Nowelizacja, która weszła w życie 24 grudnia 2103 r., podjęła ważny problem. Rząd, a za nim parlament postanowił ułatwić życie podwykonawcom. Wszyscy pamiętamy dramatyczne wydarzenia z 2012 r., kiedy wiele firm uczestniczących w budowie autostrad czy Stadionu Narodowego stanęło na skraju bankructwa. Wiele osób uważało wtedy za swój obowiązek wyrazić opinię, a czasem przedstawić pomysł na zmiany w ustawie. Efekt legislacyjnie rozczarowujący: wątpliwa merytorycznie, ale za to dość obszerna i kazuistyczna przedmiotowa zmiana ustawy Pzp i kontrowersyjna konstytucyjnie ustawa z 28 czerwca 2012 r. o spłacie niektórych niezaspokojonych należności przedsiębiorców, wynikających z realizacji udzielonych zamówień publicznych. A przecież ówczesna debata miała jednak pozytywny walor, bo otworzyła wielu osobom oczy na kryzys całego systemu zamówień publicznych. Nagle chętniej słuchani byli ci, którzy wskazywali na konieczność zmiany założeń udzielania kontraktów.

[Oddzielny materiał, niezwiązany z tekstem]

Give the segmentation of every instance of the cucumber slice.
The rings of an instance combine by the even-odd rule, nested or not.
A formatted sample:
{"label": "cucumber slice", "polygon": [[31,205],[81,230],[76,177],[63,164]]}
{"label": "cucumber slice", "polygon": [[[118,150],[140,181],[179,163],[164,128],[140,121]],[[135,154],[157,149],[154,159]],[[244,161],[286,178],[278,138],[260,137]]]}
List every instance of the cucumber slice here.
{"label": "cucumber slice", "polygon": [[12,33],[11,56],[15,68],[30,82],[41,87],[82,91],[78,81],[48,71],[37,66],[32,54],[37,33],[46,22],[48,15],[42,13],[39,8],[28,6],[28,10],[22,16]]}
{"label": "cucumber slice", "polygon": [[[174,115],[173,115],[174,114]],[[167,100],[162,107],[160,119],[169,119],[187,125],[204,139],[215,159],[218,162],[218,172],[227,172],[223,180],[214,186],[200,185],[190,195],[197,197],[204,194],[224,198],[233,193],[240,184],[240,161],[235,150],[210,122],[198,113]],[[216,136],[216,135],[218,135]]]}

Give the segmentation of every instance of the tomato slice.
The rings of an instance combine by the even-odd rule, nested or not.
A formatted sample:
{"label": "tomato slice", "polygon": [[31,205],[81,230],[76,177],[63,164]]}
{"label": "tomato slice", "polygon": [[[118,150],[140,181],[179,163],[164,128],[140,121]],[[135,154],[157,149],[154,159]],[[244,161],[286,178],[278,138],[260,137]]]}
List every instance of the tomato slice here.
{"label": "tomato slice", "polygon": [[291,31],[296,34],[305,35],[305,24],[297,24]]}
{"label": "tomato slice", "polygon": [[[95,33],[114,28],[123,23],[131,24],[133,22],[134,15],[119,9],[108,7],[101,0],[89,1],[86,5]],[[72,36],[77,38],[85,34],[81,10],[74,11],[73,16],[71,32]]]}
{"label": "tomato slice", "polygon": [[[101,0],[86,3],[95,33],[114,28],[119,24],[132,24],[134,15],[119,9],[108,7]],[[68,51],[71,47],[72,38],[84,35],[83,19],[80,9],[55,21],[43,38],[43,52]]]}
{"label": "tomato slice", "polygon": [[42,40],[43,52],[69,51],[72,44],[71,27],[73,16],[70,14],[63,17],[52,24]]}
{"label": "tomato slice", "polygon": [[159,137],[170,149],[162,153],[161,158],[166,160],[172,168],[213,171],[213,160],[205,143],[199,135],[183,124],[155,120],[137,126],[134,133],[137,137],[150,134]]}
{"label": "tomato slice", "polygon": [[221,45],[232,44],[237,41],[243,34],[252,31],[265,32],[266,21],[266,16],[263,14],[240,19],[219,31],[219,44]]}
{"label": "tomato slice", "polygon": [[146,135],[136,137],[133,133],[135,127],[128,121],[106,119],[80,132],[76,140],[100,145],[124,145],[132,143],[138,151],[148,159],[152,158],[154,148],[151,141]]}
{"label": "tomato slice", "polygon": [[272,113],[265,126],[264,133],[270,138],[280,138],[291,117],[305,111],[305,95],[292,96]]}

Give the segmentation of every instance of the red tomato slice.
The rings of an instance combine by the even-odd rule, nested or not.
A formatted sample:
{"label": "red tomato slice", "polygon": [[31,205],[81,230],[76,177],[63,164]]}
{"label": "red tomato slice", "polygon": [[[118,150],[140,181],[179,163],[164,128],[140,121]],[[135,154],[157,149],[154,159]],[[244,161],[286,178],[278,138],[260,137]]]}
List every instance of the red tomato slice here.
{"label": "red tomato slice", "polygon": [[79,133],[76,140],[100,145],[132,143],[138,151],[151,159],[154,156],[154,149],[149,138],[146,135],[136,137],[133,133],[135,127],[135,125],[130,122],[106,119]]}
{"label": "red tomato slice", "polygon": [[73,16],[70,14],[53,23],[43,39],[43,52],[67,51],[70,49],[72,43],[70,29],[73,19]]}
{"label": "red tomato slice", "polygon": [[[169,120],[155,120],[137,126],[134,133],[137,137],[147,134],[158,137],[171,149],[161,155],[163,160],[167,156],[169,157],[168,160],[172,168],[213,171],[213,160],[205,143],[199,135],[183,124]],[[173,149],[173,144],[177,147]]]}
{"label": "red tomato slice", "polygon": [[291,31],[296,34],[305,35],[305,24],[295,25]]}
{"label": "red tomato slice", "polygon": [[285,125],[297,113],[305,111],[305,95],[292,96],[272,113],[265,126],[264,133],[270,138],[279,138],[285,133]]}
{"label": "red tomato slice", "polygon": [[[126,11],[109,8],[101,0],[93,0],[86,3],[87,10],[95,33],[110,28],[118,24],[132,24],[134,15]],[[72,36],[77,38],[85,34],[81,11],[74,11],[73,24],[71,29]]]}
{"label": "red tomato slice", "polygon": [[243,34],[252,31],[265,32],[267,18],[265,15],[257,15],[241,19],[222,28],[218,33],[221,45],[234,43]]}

Prawda jest taka, iż system stał się mniej wydolny. Jest obarczony poważnym ryzykiem uzyskiwania rozwiązań niedoskonałych, a co się z tym wiąże – nie daje gwarancji płynnego wprowadzania w krwiobieg gospodarczy pieniędzy publicznych, w tym pochodzących z UE. Fiasko wielu dużych projektów infrastrukturalnych, bankructwa, połajanki instytucji europejskich – to tylko niektóre z argumentów potwierdzających smutną diagnozę.
Wreszcie problem zaczęli dostrzegać i politycy. Tyle tylko, że aktywność rządu i większości parlamentarnej przejawia się w przygotowywaniu kolejnych cząstkowych projektów ustaw. Niektóre propozycje idą w dobrym kierunku, ale to wszystko jest fragmentaryczne. Tej oceny nie zmieniają postulaty wpływowych polityków koalicji o potrzebie budowy nowego systemu udzielania zamówień, bo jak na razie są to tylko deklaracje. Z kolei główna partia opozycyjna przygotowała interesujące założenia nowej ustawy, ale prace nie wyszły poza wstępną dyskusję.
Niemniej aktywność polityków i ekspertów cieszy. Powinna zaowocować wreszcie poważną debatą i kompleksowymi propozycjami zmian w systemie. Biorąc pod uwagę czekające nas kolejne wielkie zamówienia publiczne związane z nową unijną perspektywą budżetową, uważamy, że koniecznością staje się nie tylko debata, ale i określenie na nowo systemu zamówień publicznych. Właśnie uchwalone zostały nowe dyrektywy Parlamentu Europejskiego i Rady w sprawie zamówień.